Beside her Bonnie did the same and then Duster climbed in and pulled the door closed, nodding to both of them and then telling the pilot they were ready.
The rumbling of the big helicopter was amazing, filling all her senses. And if this flight had been for any other reason, Sherri knew she would have been excited about this first helicopter flight. But for now, this was just a means to an end.
If she had Carson riding beside her on the way back, then she would let herself be excited.
Just under twenty minutes later, they were over the old ghost town of Silver City. The sunrise was just starting to pretend to color the morning sky in orange, and the valley below was dark like a coal pit.
“About halfway up the other side of the valley,” Duster said to the pilots. “That’s where he would have parked.”
Sherri could see enough when they reached a few hundred feet above the side of the mountain that there was no Jeep parked there. She could barely see the old mine tailings a
nd the shack.
“Circle around a few times in this area,” Duster said, “in case he parked under a tree.”

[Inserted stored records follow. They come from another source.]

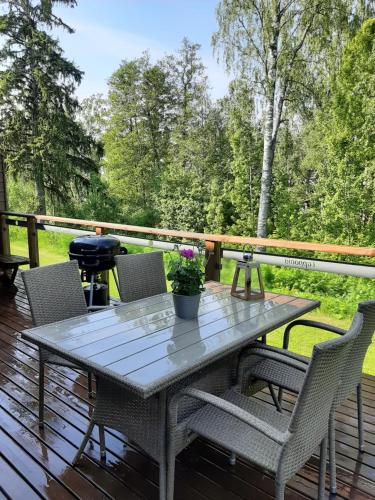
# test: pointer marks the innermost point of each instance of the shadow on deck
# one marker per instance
(35, 463)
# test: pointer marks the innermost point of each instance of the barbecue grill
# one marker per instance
(96, 256)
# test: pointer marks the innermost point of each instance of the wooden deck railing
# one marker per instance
(28, 220)
(213, 242)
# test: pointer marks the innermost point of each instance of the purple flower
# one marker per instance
(187, 253)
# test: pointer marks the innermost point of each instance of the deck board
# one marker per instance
(35, 463)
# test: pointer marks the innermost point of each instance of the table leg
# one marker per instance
(163, 445)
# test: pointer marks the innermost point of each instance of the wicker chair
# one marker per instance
(55, 293)
(287, 370)
(140, 275)
(256, 431)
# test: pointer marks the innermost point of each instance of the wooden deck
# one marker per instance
(35, 463)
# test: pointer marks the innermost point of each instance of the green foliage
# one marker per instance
(39, 137)
(340, 149)
(186, 272)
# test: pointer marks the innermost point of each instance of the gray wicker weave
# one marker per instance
(257, 432)
(140, 275)
(142, 354)
(286, 370)
(55, 293)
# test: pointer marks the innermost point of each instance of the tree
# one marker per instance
(280, 45)
(39, 136)
(340, 148)
(245, 139)
(186, 178)
(93, 115)
(137, 137)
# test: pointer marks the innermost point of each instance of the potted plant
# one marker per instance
(187, 276)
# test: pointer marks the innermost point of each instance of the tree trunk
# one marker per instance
(40, 191)
(270, 131)
(266, 181)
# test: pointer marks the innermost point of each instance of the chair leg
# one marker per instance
(274, 398)
(280, 396)
(89, 385)
(361, 436)
(322, 469)
(332, 453)
(84, 442)
(41, 393)
(102, 442)
(279, 491)
(232, 458)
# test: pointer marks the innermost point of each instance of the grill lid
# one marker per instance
(94, 245)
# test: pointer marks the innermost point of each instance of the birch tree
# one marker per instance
(283, 46)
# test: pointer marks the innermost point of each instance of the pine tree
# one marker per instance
(39, 137)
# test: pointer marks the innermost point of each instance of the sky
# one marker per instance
(109, 31)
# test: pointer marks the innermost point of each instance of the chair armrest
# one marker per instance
(248, 351)
(266, 351)
(313, 324)
(235, 411)
(282, 357)
(98, 308)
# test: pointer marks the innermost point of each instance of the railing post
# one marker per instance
(4, 236)
(101, 231)
(32, 239)
(213, 258)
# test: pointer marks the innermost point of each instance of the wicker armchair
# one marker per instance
(55, 293)
(287, 371)
(256, 431)
(140, 275)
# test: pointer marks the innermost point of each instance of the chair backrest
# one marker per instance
(54, 292)
(140, 275)
(353, 370)
(309, 421)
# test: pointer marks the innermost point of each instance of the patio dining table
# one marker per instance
(141, 353)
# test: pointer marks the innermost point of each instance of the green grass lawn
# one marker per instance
(53, 249)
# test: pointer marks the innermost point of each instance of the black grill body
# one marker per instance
(95, 253)
(95, 256)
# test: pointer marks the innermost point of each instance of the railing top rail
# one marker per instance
(238, 240)
(16, 214)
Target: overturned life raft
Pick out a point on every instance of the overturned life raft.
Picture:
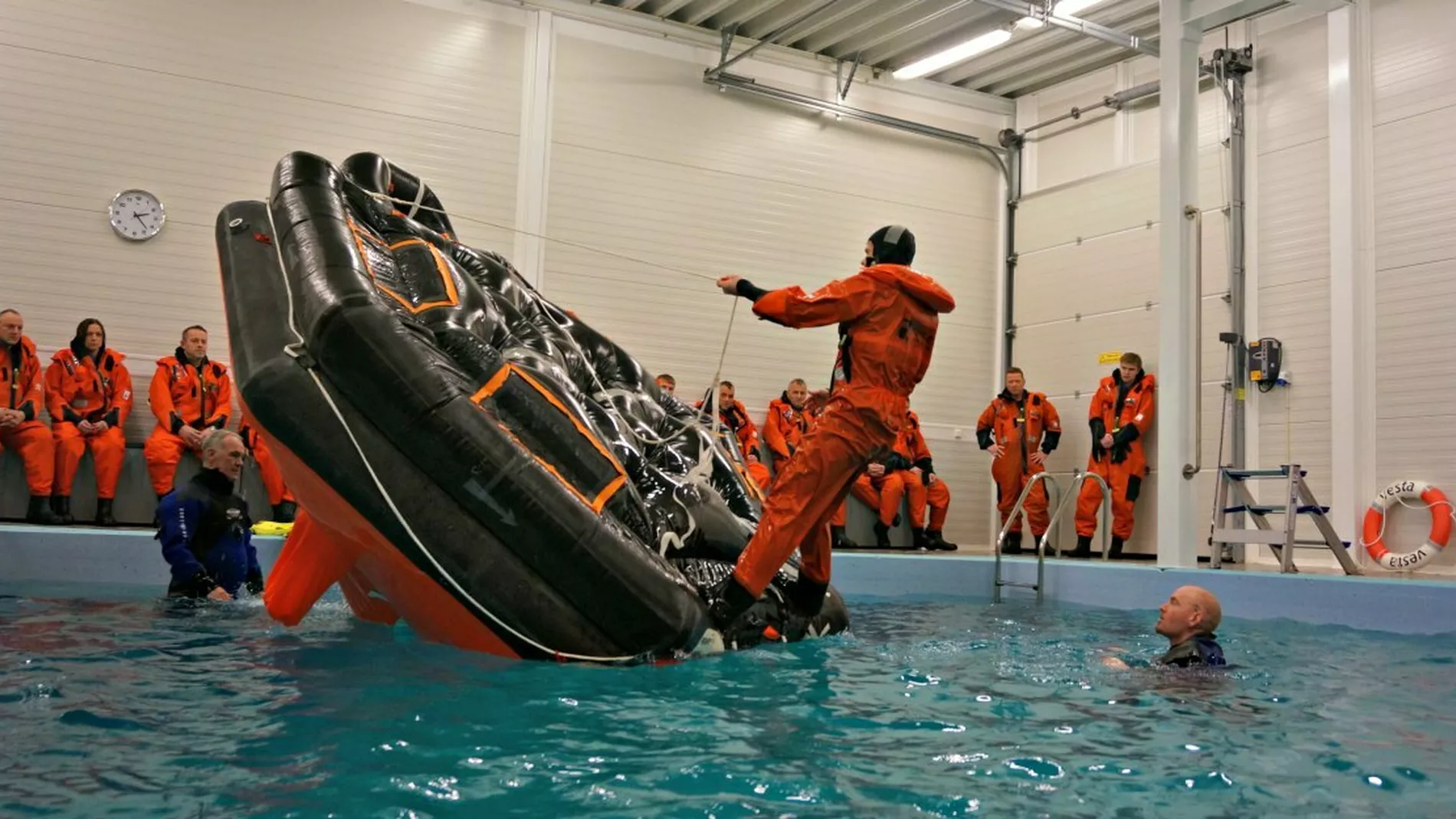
(467, 456)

They circled for ten minutes, and with each passing minute the hillside became clearer as the sun started to color the sky even more.
There was no Jeep.
Carson had come back and left the mine.
Duster reported that to the other helicopter.
Duster then directed their pilots along the hillside where Carson would have driven and then along the road into the valley.

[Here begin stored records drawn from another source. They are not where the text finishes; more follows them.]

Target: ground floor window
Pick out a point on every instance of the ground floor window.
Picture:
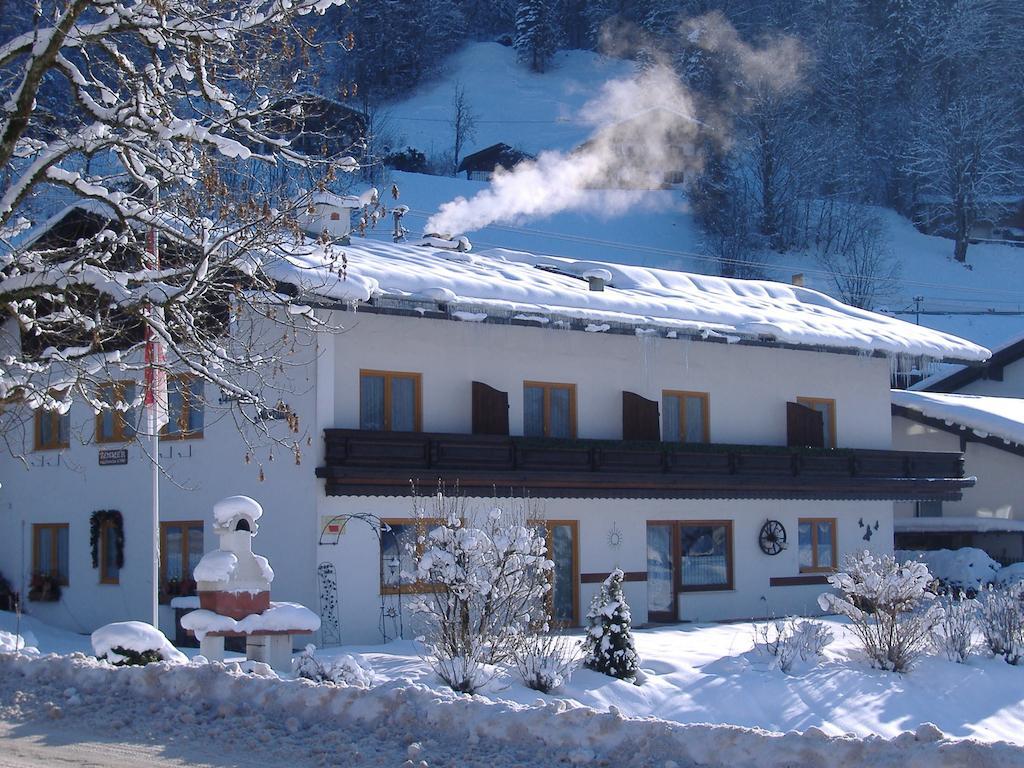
(817, 544)
(686, 556)
(180, 551)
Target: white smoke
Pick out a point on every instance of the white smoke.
(644, 127)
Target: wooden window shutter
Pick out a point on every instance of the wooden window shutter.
(640, 418)
(491, 410)
(804, 426)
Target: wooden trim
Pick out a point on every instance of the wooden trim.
(729, 559)
(104, 577)
(185, 553)
(388, 377)
(547, 386)
(682, 394)
(628, 576)
(118, 418)
(803, 581)
(186, 408)
(830, 401)
(37, 528)
(815, 568)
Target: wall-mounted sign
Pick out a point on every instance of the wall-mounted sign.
(113, 457)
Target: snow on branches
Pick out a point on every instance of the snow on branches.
(172, 122)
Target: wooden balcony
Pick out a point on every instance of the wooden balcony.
(365, 463)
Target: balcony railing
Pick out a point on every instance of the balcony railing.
(365, 463)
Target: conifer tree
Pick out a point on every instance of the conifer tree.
(609, 640)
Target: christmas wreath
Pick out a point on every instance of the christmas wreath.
(95, 523)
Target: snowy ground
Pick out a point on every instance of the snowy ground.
(847, 713)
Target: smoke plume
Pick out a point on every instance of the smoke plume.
(647, 129)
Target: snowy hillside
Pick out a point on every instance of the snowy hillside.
(539, 112)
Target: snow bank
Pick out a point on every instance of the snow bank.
(279, 617)
(135, 636)
(996, 417)
(399, 713)
(966, 568)
(501, 281)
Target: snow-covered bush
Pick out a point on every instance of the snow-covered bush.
(546, 660)
(953, 634)
(609, 640)
(889, 607)
(345, 670)
(492, 578)
(967, 569)
(134, 644)
(792, 639)
(1001, 619)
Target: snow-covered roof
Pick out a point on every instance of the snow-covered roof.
(985, 416)
(501, 283)
(957, 524)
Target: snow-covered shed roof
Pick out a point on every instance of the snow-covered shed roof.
(986, 417)
(501, 283)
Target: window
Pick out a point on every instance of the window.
(389, 401)
(180, 551)
(684, 417)
(548, 410)
(402, 541)
(51, 429)
(109, 570)
(117, 424)
(826, 408)
(562, 539)
(817, 544)
(49, 551)
(185, 410)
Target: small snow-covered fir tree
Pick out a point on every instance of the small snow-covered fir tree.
(609, 640)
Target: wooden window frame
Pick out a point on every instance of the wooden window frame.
(815, 568)
(549, 540)
(183, 432)
(547, 386)
(811, 401)
(417, 379)
(682, 394)
(55, 419)
(416, 588)
(104, 577)
(730, 556)
(119, 420)
(185, 554)
(37, 527)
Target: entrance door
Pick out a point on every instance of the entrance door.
(660, 573)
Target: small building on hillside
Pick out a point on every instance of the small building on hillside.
(480, 166)
(990, 433)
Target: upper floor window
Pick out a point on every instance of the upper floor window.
(116, 424)
(548, 410)
(390, 401)
(825, 407)
(684, 417)
(51, 429)
(184, 408)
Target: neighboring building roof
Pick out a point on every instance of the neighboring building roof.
(953, 381)
(492, 157)
(956, 524)
(1001, 418)
(503, 284)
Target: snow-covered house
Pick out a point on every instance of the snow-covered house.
(724, 442)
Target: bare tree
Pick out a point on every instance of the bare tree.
(463, 124)
(159, 105)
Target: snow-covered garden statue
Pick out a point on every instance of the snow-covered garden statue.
(609, 640)
(233, 587)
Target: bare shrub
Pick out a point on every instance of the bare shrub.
(889, 607)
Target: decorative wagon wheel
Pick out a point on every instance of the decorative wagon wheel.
(772, 538)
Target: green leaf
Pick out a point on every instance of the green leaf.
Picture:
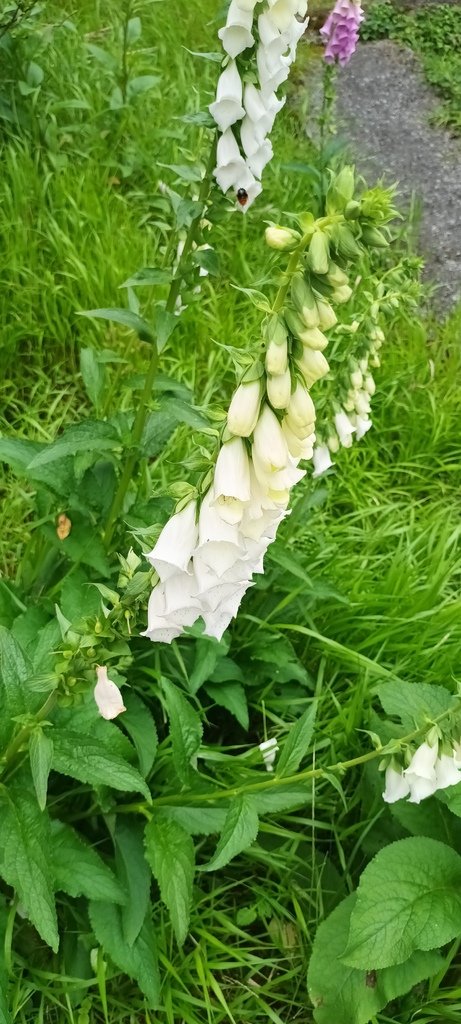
(148, 275)
(409, 898)
(90, 435)
(240, 830)
(26, 866)
(141, 728)
(93, 375)
(40, 754)
(78, 868)
(413, 704)
(347, 995)
(185, 729)
(83, 758)
(133, 870)
(297, 743)
(233, 697)
(125, 317)
(169, 850)
(139, 961)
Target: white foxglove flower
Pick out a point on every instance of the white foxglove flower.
(232, 480)
(269, 444)
(322, 460)
(344, 429)
(176, 543)
(396, 785)
(312, 365)
(447, 771)
(258, 160)
(231, 171)
(268, 750)
(227, 108)
(236, 36)
(279, 389)
(244, 410)
(107, 694)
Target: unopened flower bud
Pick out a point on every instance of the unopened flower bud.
(244, 410)
(284, 239)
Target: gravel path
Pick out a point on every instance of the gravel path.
(383, 109)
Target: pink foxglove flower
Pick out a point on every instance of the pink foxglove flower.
(340, 32)
(107, 694)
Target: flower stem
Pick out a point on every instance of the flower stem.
(142, 409)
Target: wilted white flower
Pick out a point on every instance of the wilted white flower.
(237, 35)
(176, 542)
(232, 480)
(227, 108)
(107, 694)
(396, 786)
(244, 410)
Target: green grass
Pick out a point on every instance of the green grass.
(379, 538)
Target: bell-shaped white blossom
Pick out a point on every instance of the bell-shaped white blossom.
(322, 460)
(237, 35)
(232, 480)
(447, 771)
(312, 365)
(227, 107)
(344, 429)
(107, 694)
(244, 409)
(396, 785)
(176, 543)
(279, 389)
(269, 444)
(231, 171)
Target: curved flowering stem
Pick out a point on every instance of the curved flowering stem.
(139, 419)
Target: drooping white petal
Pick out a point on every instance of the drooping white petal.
(176, 543)
(322, 460)
(237, 35)
(227, 108)
(107, 694)
(396, 786)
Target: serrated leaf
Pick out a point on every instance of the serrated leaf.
(139, 961)
(409, 898)
(84, 759)
(169, 850)
(297, 743)
(25, 865)
(414, 702)
(40, 754)
(125, 317)
(347, 995)
(148, 275)
(91, 435)
(240, 830)
(78, 869)
(233, 697)
(185, 729)
(140, 726)
(133, 869)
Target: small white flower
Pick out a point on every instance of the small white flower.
(176, 543)
(344, 429)
(227, 108)
(447, 771)
(396, 785)
(232, 480)
(107, 694)
(236, 36)
(322, 460)
(244, 410)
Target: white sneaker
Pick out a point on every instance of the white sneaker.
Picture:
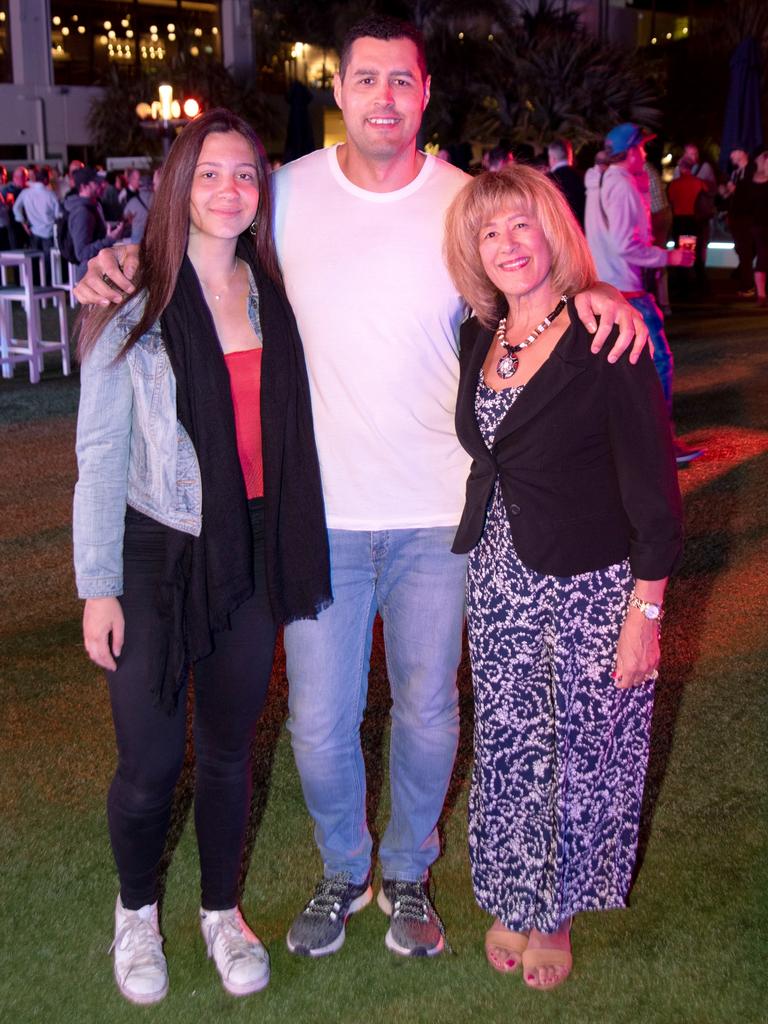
(241, 960)
(140, 970)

“We’re starting slowly up the road from the highway,” Madison said.
“We’ll come at the top from this direction,” Duster said.

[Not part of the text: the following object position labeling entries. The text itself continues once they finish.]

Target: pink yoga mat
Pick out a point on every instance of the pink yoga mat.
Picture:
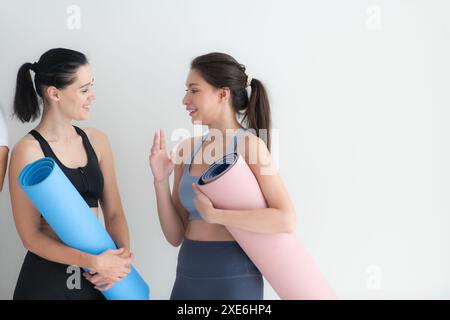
(284, 262)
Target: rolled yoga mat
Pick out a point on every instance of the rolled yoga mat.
(230, 184)
(55, 197)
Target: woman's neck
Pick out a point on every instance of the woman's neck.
(55, 126)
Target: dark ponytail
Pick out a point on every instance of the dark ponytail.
(56, 67)
(26, 106)
(222, 70)
(257, 113)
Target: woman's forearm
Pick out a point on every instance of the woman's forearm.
(53, 250)
(267, 220)
(171, 222)
(3, 164)
(117, 228)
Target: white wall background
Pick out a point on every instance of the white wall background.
(359, 91)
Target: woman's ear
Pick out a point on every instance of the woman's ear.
(53, 93)
(224, 94)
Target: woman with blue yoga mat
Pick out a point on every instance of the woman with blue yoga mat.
(211, 265)
(63, 82)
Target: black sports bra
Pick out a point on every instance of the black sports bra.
(88, 180)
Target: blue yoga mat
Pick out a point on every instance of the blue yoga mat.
(55, 197)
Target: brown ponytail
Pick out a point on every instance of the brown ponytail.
(222, 70)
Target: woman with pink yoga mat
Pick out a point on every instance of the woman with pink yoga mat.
(211, 265)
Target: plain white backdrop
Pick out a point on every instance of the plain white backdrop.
(359, 93)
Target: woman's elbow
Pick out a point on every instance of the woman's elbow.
(176, 243)
(290, 222)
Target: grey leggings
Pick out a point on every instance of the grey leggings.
(216, 270)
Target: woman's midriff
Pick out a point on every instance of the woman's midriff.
(200, 230)
(47, 229)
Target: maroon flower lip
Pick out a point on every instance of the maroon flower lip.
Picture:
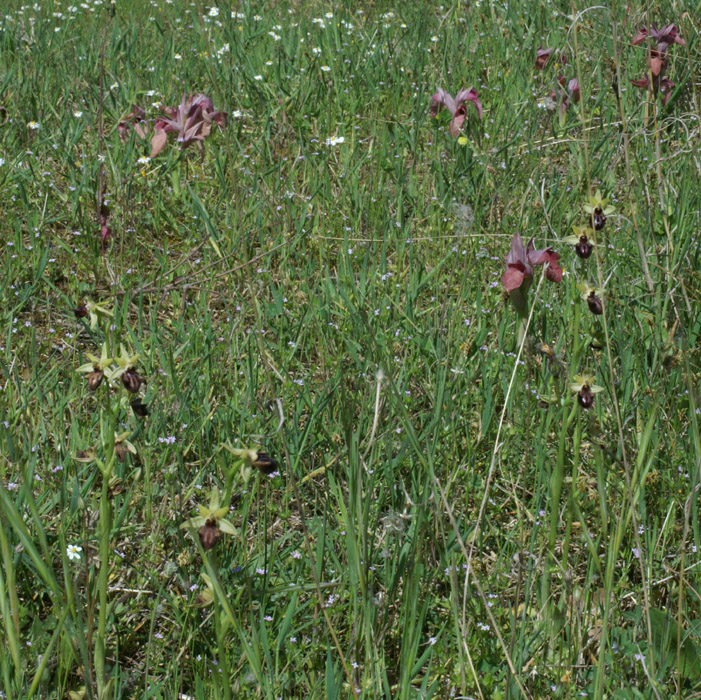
(457, 106)
(520, 262)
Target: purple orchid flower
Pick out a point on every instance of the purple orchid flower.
(662, 38)
(519, 270)
(192, 120)
(541, 57)
(457, 107)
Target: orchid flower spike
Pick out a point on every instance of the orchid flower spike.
(456, 106)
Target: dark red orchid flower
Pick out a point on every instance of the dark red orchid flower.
(541, 57)
(662, 37)
(192, 120)
(657, 59)
(520, 262)
(456, 106)
(519, 270)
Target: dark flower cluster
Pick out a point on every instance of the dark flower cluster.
(656, 77)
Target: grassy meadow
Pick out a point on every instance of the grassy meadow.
(279, 418)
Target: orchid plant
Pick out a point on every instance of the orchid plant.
(519, 274)
(656, 79)
(519, 270)
(192, 121)
(457, 107)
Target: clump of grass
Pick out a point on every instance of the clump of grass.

The helicopter moved slowly, staying a safe distance above the trees, yet not too high as to make a search impossible.
They hovered over the bottom of the valley and then started up the road toward the summit of War Eagle Mountain.
Nothing.
No sign of his car. Nothing.
How could that be? Is it possible that they had done something in the past and Carson didn’t actually exist anymore in this timeline? She didn’t know enough about the math of it all to even make a guess at that. But Bonnie and Duster seemed to think he was here.
As they crested up out of the valley and into the light, Sherri could see the other helicopter working its way slowly up the valley below.
“There,” Duster said, pointing down the steep hill to one side of the road.
Sherri’s stomach twisted up into even more of a knot, if that was possible.
“Can you put us down close to here?” Duster asked the pilot.
“Big turnaround on the new road about a quarter mile down,” the pilot said.
“Do it,” Duster said. “Then get mountain search and rescue up here as fast as you can.”
“Will do,” the pilot said.
Sherri had no idea what Duster had seen, but he was convinced it was Carson’s car. She wasn’t sure if she should be excited or terrified.